Батюшке и матушке, брату, всем друзьям моим скажи, что умираю с тоской от учиненной несправедливости.

Сама несправедливость уже есть казнь, поэтому веревка, которую накинут на шею, меня страшит мало.

Я верю, что со временем истина справит свою победу. Истина защитит честь фамилии. Меня же не будет. Впрочем, сама мысль, что неправедный суд будет пересмотрен, дает силы прожить оставшиеся часы в душевной твердости».

Караульный офицер взял письмо, принес чистое белье. Предложил исповедаться. Харитон отказался: исповедоваться и каяться не в чем.

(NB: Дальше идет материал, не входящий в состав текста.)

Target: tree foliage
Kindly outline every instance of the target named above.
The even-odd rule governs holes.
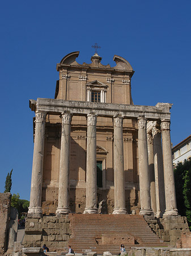
[[[179,213],[186,216],[191,229],[191,160],[179,163],[175,170],[177,207]]]
[[[7,175],[6,179],[5,180],[4,193],[11,192],[11,189],[12,187],[12,179],[11,179],[12,172],[12,169],[11,170],[10,173],[8,172],[8,174]]]
[[[29,201],[24,199],[20,199],[20,196],[13,194],[11,198],[11,206],[16,208],[19,213],[19,218],[20,218],[22,215],[28,212]]]

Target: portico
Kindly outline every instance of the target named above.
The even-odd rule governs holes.
[[[125,214],[125,187],[124,163],[123,122],[125,119],[135,120],[138,129],[139,176],[140,188],[140,214],[153,215],[150,196],[150,184],[147,142],[147,123],[148,121],[160,124],[163,152],[164,179],[161,176],[162,167],[158,160],[155,160],[155,170],[158,170],[158,185],[160,189],[165,187],[165,210],[164,216],[177,215],[173,167],[171,163],[171,145],[169,133],[171,104],[158,103],[155,106],[126,104],[106,104],[77,101],[65,101],[38,98],[30,100],[30,108],[35,112],[35,135],[33,162],[31,181],[30,206],[28,216],[40,217],[42,214],[41,191],[43,182],[44,133],[46,117],[51,114],[61,115],[62,133],[58,185],[58,216],[70,212],[69,204],[70,179],[70,140],[71,122],[74,116],[85,116],[87,120],[86,152],[86,198],[84,213],[97,213],[96,185],[96,120],[97,117],[109,117],[113,122],[113,171],[114,208],[113,214]],[[47,120],[46,120],[47,121]],[[154,131],[155,128],[154,127]],[[153,134],[155,134],[153,132]],[[155,136],[155,135],[154,135]],[[154,139],[156,139],[155,137]],[[160,140],[159,140],[160,141]],[[160,150],[154,147],[158,157],[162,158]],[[155,145],[155,144],[154,144]],[[161,161],[160,162],[161,163]],[[159,177],[160,176],[160,177]],[[159,181],[160,179],[160,181]],[[163,181],[163,182],[162,182]],[[161,184],[161,183],[162,184]],[[155,184],[156,183],[155,180]],[[159,189],[159,190],[160,190]],[[164,201],[158,202],[159,192],[157,192],[157,212],[163,209]]]

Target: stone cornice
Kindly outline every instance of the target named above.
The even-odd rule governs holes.
[[[48,114],[59,114],[62,112],[74,115],[86,115],[94,114],[98,116],[120,115],[123,118],[137,119],[138,117],[147,120],[170,120],[171,113],[168,103],[159,106],[141,106],[110,103],[96,103],[87,101],[65,101],[51,98],[38,98],[37,101],[30,100],[29,106],[33,111],[46,112]]]

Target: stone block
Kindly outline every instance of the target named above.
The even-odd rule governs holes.
[[[50,235],[50,229],[43,229],[43,236]]]
[[[14,242],[14,251],[15,253],[22,251],[21,242]]]
[[[50,229],[50,234],[60,234],[60,229]]]
[[[22,253],[24,255],[27,256],[37,256],[40,255],[43,255],[44,249],[42,247],[28,247],[23,248]],[[42,254],[43,253],[43,254]]]
[[[69,235],[66,235],[66,234],[62,235],[62,241],[69,241],[69,238],[70,238],[70,237]]]
[[[48,241],[48,236],[43,236],[43,241]]]
[[[112,254],[110,251],[104,251],[103,255],[103,256],[110,256]]]
[[[161,238],[164,241],[164,242],[169,242],[170,241],[170,236],[162,236]]]
[[[41,241],[41,234],[26,234],[24,236],[24,240],[26,241]]]
[[[49,235],[48,236],[48,241],[55,241],[55,235]]]
[[[62,241],[62,236],[61,235],[56,235],[56,241]]]
[[[95,251],[90,251],[90,253],[87,253],[87,256],[97,256],[97,253]]]

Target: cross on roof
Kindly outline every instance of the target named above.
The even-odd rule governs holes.
[[[94,46],[92,46],[92,48],[95,48],[95,53],[97,53],[97,49],[100,49],[101,48],[100,46],[98,46],[97,43],[96,43]]]

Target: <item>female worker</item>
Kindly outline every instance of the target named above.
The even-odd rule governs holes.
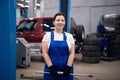
[[[54,15],[55,30],[46,33],[42,40],[42,52],[45,60],[44,80],[73,80],[73,60],[75,42],[70,33],[64,32],[65,15]],[[58,74],[63,72],[63,74]]]

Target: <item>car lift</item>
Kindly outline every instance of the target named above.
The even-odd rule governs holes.
[[[35,71],[35,74],[39,74],[39,75],[25,75],[25,74],[20,74],[20,78],[22,79],[34,79],[34,80],[43,80],[42,79],[42,76],[40,76],[40,74],[50,74],[49,72],[44,72],[44,71]],[[62,75],[63,72],[58,72],[59,75]],[[89,77],[89,78],[92,78],[93,75],[91,74],[70,74],[70,75],[73,75],[73,76],[83,76],[83,77]]]

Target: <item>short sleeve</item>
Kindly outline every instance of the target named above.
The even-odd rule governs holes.
[[[71,44],[75,44],[75,40],[72,36],[72,34],[70,33],[66,33],[67,34],[67,37],[68,37],[68,41],[71,43]]]
[[[49,42],[50,41],[50,32],[46,33],[42,39],[42,42]]]

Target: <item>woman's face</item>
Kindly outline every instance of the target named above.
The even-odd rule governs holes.
[[[63,30],[65,26],[65,18],[62,15],[56,16],[55,21],[53,22],[56,30]]]

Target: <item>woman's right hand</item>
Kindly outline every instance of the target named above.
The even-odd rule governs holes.
[[[58,75],[57,69],[52,65],[49,67],[50,68],[50,74],[52,75]]]

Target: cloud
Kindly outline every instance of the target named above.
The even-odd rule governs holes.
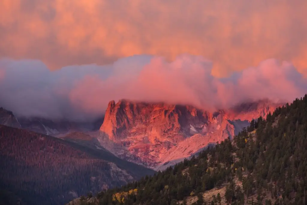
[[[304,0],[2,0],[0,57],[53,70],[188,53],[212,60],[216,76],[271,58],[305,73],[306,8]]]
[[[51,71],[42,62],[0,60],[0,106],[19,115],[92,119],[122,98],[194,105],[207,110],[249,100],[290,102],[305,94],[307,79],[292,63],[270,59],[220,78],[199,56],[134,56],[112,64]]]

Заложив руки за спину, Харитон ходил но кирпичному полу камеры.

Сон не брал.

Куранты Петропавловской крепости напомнили, что время шло своим чередом. Он впервые уловил мелодию колоколов. Это по нему они звонили.

Как дядя мечтал, чтобы племянники в мужестве были явственнее. И чтобы держава их восхвалила. Для него, Харитона, все кончилось.

Он лег спиной на узкую тюремную кровать.

Потолок, как шляпками болтов, был усеян каплями сырости. Одна капля вытянулась, сорвалась, упала на лицо. Она была холодна.

Мимо высокого окошка через равные промежутки времени проходили ноги часового.

Говорят, смертники перед роковой минутой вспоминают всю свою жизнь. Нет, Харитон не вспоминал. В ушах стояли жестокие слова главного следователя: «Ты растоптал русский флаг. Трус!»

Как это мучительно!

Харитон повернулся на живот, уткнул лицо в подушку. Рыдания сотрясали его тело.

Умыл лицо ледяной водой из ковша. Переоделся. Белая холстинная рубаха холодила.

Не сумел прожить жизнь — надо умереть мужественно! Пусть хотя бы палачи увидят, что он не трус.

Раскрыл Библию, которую давеча принесли в камеру. Прочел случайно раскрытую страницу: «И явился ему ангел Господень в пламени огня из среды тернового куста. И увидел он, что терновый куст горит огнем, но куст не сгорает».